Please, download all required dependencies from this GH repository.

Finally, install www/linux-firefox to test it.


----------



## yurivict (Apr 12, 2015)

TBB is inherently unsafe, and not worth the effort to be ported to FreeBSD. It is unable to completely separate tor browser and the rest of the system. As a result, TBB users are typically recommended to avoid using JavaScript, Flash, and to not go to particular pages. This is just unreasonable.

The only reason why TBB is created and promoted by the TorProject foundation is that it is very easy to install for the mass user, and they are willing to close their eyes on the associated security problems in TBB. They see it as a necessary evil in order to mass-promote their tor router (which itself is IMO a very good and secure product).
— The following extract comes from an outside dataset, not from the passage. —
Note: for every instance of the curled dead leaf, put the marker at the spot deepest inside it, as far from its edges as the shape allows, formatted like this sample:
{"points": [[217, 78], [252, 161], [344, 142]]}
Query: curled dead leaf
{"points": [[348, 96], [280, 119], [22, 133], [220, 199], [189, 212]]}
Many bugs will yet be found in it in the future due to the complexity of their codebase.

TBB is okay for Windows users, for Linux mass users, etc. But there are way better solutions in FreeBSD, and in general.

One better solution is Whonix: https://www.whonix.org/. Your favorite OS runs in the VM with another VM acting as a tor router.

Another solution I just designed and implemented myself: vbox-to-tor https://github.com/yurivict/freebsd-vbox-to-tor
It allows to connect any VirtualBox VM to the tor instance without any overhead. So any OS running in VM can be connected to the tor running on the host.


----------